これまでの歩み

2019.01.04 石垣の集落と、龍王山歩き

せとうちのしおり #29



多度津港からフェリーに乗って、高見島へ約25分。港に着くと、登山グループ数人とすれ違いました。
高見島には標高297メートルの龍王山があります。対岸の多度津町から見ると、このあたりでは一番高く見える島なので高見島と名づけられたそうです。

小学校卒業まで高見島に暮らしていた西山市朗(にしやまいちろう)さんと、高見島生まれで毎週土曜日に高見島に通っている山野雅道(やまのまさみち)さんに案内してもらいました。

まず向かったのは、港から右手に続く浦地区。昔はメイン通りだったという細い坂道に入ります。大半が山だという高見島では、傾斜を利用して家や道がつくられていて、あちこちに見かける石垣が印象的。





お城のような石垣に建つのは、アメリカで成功したという中塚家の邸宅。瀬戸内国際芸術祭2013・2016ではレストラン「海のテラス」の会場になった建物です。昭和7年につくられたという比較的新しい石垣は隙間がなく、塀の上からは立派な鯉模様の瓦がのぞいていました。





島で唯一の四つ角を過ぎると、
「ここから写真撮ってみて。インスタ映えするスポットですよ」
と山野さん。

石垣に建つ民家が美しく並んでいます。ただ、高見島の現在の人口は30人程度。ほとんどが空き家になっていて、近づいてみるとツタが這っている家がほとんどでした。瀬戸内国際芸術祭2013・2016の会場となった高見島では、空き家を利用した作品が多く、射し込む光が美しい「うつりかわりの家」(中島伽耶子)もこの集落にあります。


「これは300年前の石垣ですよ」
と教えてくれた西山さんの実家は、瀬戸内国際芸術祭の期間中、休憩所として開放していたそうです。月に一度は風通しに来ているためか、中に入らせてもらうと土間や座敷が清潔に保たれていました。





坂道を登ると、大聖寺に着きました。山門には力士像が鎮座。愛嬌のあるかわいらしい力士です。海を見ると、瀬戸大橋から丸亀城、金刀比羅宮のある象頭山まで気持ちの良い見晴し! 天気がよければ、岡山県まで見えることもあるそうです。





大聖寺からさらに登ると、山野さんの家があります。中に入ると、除虫菊の大きな写真が壁に飾られていました。実はこの家も、瀬戸内国際芸術祭2013・2016で「除虫菊の家」(内田晴之+小川文子+田辺 桂)の作品が展開されていました。
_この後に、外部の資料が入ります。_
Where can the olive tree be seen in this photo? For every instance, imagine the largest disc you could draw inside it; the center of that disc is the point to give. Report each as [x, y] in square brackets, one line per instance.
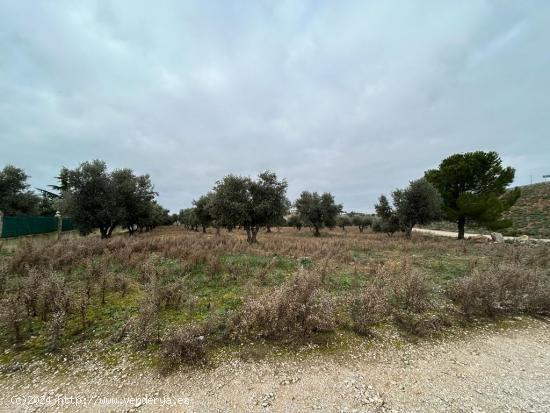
[388, 220]
[204, 210]
[97, 198]
[317, 211]
[361, 221]
[419, 203]
[343, 221]
[251, 204]
[294, 221]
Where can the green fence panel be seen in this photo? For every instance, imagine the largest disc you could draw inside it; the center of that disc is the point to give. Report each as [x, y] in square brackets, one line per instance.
[16, 226]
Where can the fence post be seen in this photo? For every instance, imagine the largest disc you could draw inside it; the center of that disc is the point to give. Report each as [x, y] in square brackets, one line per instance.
[59, 224]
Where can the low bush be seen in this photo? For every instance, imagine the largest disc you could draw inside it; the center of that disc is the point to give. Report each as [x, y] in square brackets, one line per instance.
[368, 308]
[186, 345]
[298, 308]
[502, 289]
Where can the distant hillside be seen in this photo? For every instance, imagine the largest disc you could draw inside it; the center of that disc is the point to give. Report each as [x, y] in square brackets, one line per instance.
[531, 213]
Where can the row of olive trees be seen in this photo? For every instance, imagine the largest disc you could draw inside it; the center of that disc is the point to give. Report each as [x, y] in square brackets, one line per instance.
[469, 187]
[237, 201]
[91, 195]
[97, 198]
[17, 199]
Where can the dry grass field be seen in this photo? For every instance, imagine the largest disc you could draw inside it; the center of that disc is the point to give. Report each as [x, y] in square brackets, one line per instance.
[179, 296]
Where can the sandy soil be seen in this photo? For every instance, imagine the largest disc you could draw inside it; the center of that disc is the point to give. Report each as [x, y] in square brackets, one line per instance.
[487, 369]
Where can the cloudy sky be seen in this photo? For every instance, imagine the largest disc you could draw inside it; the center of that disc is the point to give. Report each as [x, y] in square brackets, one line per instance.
[352, 97]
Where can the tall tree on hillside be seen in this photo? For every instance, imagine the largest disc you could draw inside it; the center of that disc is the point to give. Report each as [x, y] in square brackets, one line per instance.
[473, 188]
[251, 204]
[15, 196]
[419, 203]
[317, 210]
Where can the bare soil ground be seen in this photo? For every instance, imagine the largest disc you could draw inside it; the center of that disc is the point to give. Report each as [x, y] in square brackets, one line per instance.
[496, 368]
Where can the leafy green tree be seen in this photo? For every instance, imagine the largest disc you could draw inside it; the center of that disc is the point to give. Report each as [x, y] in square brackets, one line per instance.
[204, 210]
[419, 203]
[343, 221]
[134, 197]
[251, 204]
[317, 210]
[361, 221]
[294, 221]
[15, 196]
[188, 218]
[95, 198]
[388, 219]
[89, 197]
[473, 186]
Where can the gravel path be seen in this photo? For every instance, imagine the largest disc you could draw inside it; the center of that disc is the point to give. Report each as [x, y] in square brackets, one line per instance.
[488, 369]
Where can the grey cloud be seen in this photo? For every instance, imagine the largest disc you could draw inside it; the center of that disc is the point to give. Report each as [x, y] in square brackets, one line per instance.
[351, 97]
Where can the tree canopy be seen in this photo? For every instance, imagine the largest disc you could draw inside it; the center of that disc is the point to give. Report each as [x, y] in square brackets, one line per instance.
[419, 203]
[251, 204]
[97, 198]
[317, 210]
[473, 188]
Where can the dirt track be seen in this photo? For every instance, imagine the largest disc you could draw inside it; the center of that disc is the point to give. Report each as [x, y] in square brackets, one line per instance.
[489, 369]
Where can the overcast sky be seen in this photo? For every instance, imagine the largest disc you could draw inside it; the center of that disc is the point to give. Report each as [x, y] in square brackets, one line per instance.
[352, 97]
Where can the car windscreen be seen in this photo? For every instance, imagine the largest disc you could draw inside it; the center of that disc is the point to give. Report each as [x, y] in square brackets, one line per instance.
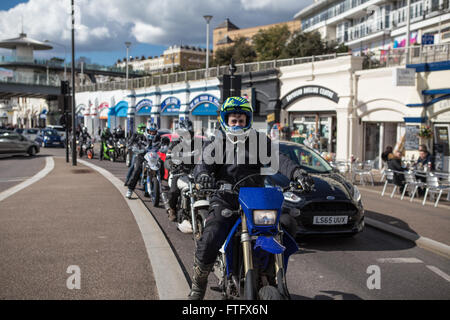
[307, 158]
[50, 133]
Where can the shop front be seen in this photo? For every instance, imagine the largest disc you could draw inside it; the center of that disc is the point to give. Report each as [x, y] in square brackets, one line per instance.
[117, 115]
[204, 111]
[310, 112]
[170, 111]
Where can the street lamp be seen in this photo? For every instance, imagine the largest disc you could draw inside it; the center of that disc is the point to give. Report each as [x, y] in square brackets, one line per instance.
[127, 44]
[65, 56]
[208, 19]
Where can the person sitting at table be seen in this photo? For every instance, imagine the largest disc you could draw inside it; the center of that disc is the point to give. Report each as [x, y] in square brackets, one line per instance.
[395, 164]
[425, 158]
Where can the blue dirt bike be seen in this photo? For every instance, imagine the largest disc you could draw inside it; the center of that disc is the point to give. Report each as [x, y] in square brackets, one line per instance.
[253, 260]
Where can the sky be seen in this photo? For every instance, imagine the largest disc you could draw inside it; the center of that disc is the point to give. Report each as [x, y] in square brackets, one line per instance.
[103, 26]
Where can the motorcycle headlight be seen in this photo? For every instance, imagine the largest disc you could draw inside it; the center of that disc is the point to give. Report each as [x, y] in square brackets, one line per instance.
[356, 194]
[264, 217]
[292, 197]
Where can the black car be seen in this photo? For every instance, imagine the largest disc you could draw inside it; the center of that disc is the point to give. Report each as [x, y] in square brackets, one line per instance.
[333, 207]
[13, 143]
[49, 138]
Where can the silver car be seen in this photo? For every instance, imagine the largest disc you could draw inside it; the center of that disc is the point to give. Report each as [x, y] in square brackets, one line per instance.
[13, 143]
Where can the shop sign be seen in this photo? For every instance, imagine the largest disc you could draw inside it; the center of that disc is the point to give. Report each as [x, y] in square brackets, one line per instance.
[405, 77]
[308, 91]
[202, 99]
[143, 104]
[170, 106]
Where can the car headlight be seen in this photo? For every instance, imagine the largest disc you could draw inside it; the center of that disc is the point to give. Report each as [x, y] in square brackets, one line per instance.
[356, 194]
[292, 197]
[264, 217]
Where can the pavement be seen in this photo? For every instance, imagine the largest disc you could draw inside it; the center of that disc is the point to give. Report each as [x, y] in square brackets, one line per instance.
[67, 222]
[80, 214]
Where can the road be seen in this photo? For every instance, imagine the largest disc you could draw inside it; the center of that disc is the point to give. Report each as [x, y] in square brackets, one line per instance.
[372, 265]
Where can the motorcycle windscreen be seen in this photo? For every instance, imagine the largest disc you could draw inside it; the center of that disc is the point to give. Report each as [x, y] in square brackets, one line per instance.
[269, 244]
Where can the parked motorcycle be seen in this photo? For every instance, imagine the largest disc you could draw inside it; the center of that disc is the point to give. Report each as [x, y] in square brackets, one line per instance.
[193, 205]
[121, 150]
[253, 261]
[88, 148]
[109, 150]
「趣味で除虫菊を育てるために、8年ほど前から毎週高見島に通っています。島に下見に来た作家さんが私の畑を見て、この家に除虫菊の作品をつくることになったんですよ」
山野さんは自分の家を貸しているだけではなく、「うつりかわりの家」の建物の解体や補修作業を手伝うなど、さまざまな作品に関わったそうです。

さて、てくてく高見島散歩は、これからが本番。
西山さんと山野さんは、高見島応援団として結成された「さざえ隊」のメンバー。50人ほどの仲間とともに、瀬戸内国際芸術祭の期間中はボランティアでガイドをしたり、休憩所で接待したり。それ以外の期間も、定期的に集まって花壇や登山道の整備をしているそうです。





登山道整備メンバーのひとりである山野さんの案内で、龍王山へ。龍王山の登山道といえば急勾配の直線ルートが一般的なのですが、山野さんたちが整備したのは、昔、畑へ通う道として使われていたルート。地図では水色で示されている道です。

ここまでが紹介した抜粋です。